Monday, 10 October 2022
Y. Li, B. Washington, G. Goenaga, and T. A. Zawodzinski Jr. (University of Tennessee Knoxville)
In recent years, zinc air batteries received substantial interest as a viable next generation of batteries based on their merits of high energy densities, high performance, environmentally friendly, inexpensive, and abundant electrode material. Traditional secondary zinc air flow batteries use zinc metal as an anode. Severe dendrite growth and passivation limits the cycling behavior, which hinders commercialization in the industry. By substituting the zinc plate with a zinc slurry (zinc particles suspended in the alkaline media, typically with a high concentration of potassium hydroxide), the battery can in principle achieve higher energy density and attain more cycles but with very limited performance. Important questions related to such systems include the accessible percentage of Zn capacity, controlled by the formation of passivating layers on the particle and the intrinsic resistance of the slurry.
Here, we present a new operational mode to investigate the performance of zinc slurry air battery. The anode of the test battery system consists of 5 cm2 nickel plate as current collector for 5 cm3 zinc slurry. The cathode consists of air electrode, bipolar plate, and current collector.
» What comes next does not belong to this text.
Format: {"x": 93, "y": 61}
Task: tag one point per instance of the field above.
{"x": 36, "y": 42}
Zinc particles (Spectrum) were suspended in 4M KOH stabilized by polyacrylic acid (PAA). In our testing, the polarization loss was measured and is separated from that associated with the air electrode using a reference electrode. The conductivity of the slurry was measured by the simply modified configuration of the cell. The utilization of zinc is measured by chronopotentiometry. The battery can work at 1.1 V with 200mA/cm2, and the slurry can achieve 48.7% utilization.
Acknowledgements
The authors gratefully acknowledge the support of the US Department of Energy Office of Electricity Storage Systems Program directed by Dr. Imre Gyuk and the University of Tennessee Governor’s Chair Fund for support of this work.